Almost 30 million people across the world are currently living in slavery, new research shows.
The findings come from the first annual Global Slavery Index released by the Walk Free Foundation, a movement working to end modern slavery, which looked at freedom-depriving practices including slavery, forced labor, debt bondage, human trafficking and child marriage in 162 countries.
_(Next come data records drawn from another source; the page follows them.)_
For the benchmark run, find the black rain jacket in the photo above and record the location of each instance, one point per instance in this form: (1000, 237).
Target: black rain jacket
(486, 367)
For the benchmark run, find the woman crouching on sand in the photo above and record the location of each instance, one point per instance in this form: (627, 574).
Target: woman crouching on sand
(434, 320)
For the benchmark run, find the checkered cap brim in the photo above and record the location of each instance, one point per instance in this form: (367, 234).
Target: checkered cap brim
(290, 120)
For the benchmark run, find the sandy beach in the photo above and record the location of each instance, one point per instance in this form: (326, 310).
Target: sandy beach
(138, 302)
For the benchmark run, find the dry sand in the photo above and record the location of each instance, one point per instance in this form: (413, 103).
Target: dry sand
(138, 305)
The countries that topped the index with the highest prevalence of slavery are Mauritania, Haiti and Pakistan. The Index shows that within Mauritania’s population of 3.8 million, as many as 160,000 people are enslaved, giving it “the highest proportion of people in slavery in the world,” the Index states. In Haiti, high levels of child marriage and human trafficking from the nation helped bring it to the dubious number two spot in terms of slavery prevalence, but it is also due to the “deeply entrenched practices of child slavery (the restavek system).” As restaveks, as many as half a million children are exploited as they serve as domestic help for wealthier families and may “suffer the cruelest form of neglect – denied food, water, a bed to sleep in and constant physical and emotional abuse.” Those who run away to escape the abuse may end up trafficked and forced into begging or sexual exploitation.
Following Mauritania, Haiti and Pakistan on the top ten list of countries with the highest prevalence of modern slavery are India, Nepal, Moldova, Benin, Côte d’Ivoire, The Gambia and Gabon.
In terms of highest absolute numbers of people in slavery, India tops the list, with as many as 14,700,000 people enslaved. “India exhibits the full spectrum of different forms of modern slavery, from severe forms of inter-generational bonded labor across various industries to the worst forms of child labor, commercial sexual exploitation, and forced and servile marriage,” the Index states.